Polygrammodes herminealis

Scientific classification
- Kingdom: Animalia
- Phylum: Arthropoda
- Class: Insecta
- Order: Lepidoptera
- Family: Crambidae
- Genus: Polygrammodes
- Species: P. herminealis
- Binomial name: Polygrammodes herminealis Schaus, 1920

= Polygrammodes herminealis =

- Authority: Schaus, 1920

Species of moth

Polygrammodes herminealis is a moth in the family Crambidae. It was described by William Schaus in 1920. It is found in Brazil (Paraná).

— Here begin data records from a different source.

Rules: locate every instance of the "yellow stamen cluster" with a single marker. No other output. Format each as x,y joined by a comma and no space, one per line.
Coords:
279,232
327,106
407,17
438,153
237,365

The wingspan is about 32mm. The wings are white with marginal orange spots on the interspaces. There is a basal orange streak on the forewings, from the costa to the submedian. There is also a subbasal black point on the costa, and smaller dark brown points below the median and on the inner margin, as well as an antemedial orange brown lunule in the cell and a dark brown vertical streak below the cell. There is a point on the inner margin, a medial dark brown vertical streak below the subcostal, and a similar streak on the discocellular, a medial vertical streak on the inner margin and short streaks above and below vein 4 near the cell, as well as fine postmedial and subterminal vertical streaks on the interspaces and a few dark brown streaks on the inner margin postmedially. The hindwings have a few brown scales in the end of the cell, short streaks above and below vein 4 and an outcurved fine postmedial line broadly interrupted by veins.

The subterminal line is similar, but more heavily marked and parallel with the outer margin.